39° 54' 43.332" N   /   74° 37' 11.412" W





We're not gonna lie— this one was a deflating and disappointing visit.

Old issues of Weird NJ and internet tales galore speak of the ghost town of Ongs Hat buried deep in the Pinelands and its mysterious abandonment. A circulated old photo of the name of the place, scrawled into a slab of concrete and wedged in a tree, conjure up images of an eerie and desolate village left to the clutches of time. Even some Youtube videos about the place use still images of homes with weathered clapboard and splintered decks.

Now, as a bit of history, there is indeed a bit of urban legend about the name of the place. One of the early settlers to the area was a man by the name of Jacob Ong, and his settlement was noted on a map as early as 1778. Ong's became a lively town and stopover point for folks traveling through the Pine Barrens, so at some point the designation of "Ong's Hut" made it onto area maps. While it is believed that poor penmanship let one transposition to rename the place as Ong's Hat, the much more exciting folk legend tells of a story where Jacob Ong's brand new hat got trampled during a dance, and in a fit of anger he threw it into a tree. It stayed stuck up there, and became a landmark for passing travelers, earning the place its name.

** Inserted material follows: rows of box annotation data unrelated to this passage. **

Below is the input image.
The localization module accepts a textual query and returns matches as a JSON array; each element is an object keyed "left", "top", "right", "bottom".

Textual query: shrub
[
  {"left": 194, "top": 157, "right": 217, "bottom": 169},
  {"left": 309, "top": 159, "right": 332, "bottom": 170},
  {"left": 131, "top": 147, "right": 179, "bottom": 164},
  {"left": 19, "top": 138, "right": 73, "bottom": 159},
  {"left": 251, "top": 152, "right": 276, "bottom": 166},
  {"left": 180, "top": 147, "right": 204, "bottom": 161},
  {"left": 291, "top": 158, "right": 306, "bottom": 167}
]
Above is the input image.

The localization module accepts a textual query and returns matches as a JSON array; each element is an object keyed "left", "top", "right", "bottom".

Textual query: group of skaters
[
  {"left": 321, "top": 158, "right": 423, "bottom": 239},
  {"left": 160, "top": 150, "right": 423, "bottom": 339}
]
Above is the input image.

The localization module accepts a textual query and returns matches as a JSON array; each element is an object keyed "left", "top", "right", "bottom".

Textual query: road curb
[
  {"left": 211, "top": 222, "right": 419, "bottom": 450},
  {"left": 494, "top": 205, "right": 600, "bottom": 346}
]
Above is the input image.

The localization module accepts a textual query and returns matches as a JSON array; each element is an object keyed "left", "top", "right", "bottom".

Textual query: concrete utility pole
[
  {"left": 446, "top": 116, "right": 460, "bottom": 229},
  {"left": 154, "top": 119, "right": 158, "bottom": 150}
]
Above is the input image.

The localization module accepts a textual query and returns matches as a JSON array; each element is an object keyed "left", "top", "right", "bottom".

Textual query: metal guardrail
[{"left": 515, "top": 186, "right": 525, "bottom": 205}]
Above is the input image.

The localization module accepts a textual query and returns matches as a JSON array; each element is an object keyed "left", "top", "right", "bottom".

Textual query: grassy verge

We dug around a bit, and found some coordinates that would "get us started" on our visit to this mysterious place. When we arrived, we found a small sand road of occupied houses, with a clear warning that they were NOT the village in question and for curious visitors to stay out.

Heeding the warning, we headed to a parking lot across the street, which turned out the be the terminus for the Batona Trail. A campy "Ong's Hatrack" peg was hung high in a tree, and, well, that was it. Certainly not the spooky ghost town we expected, but still a good bit of Jersey lore and an interesting landscape to see.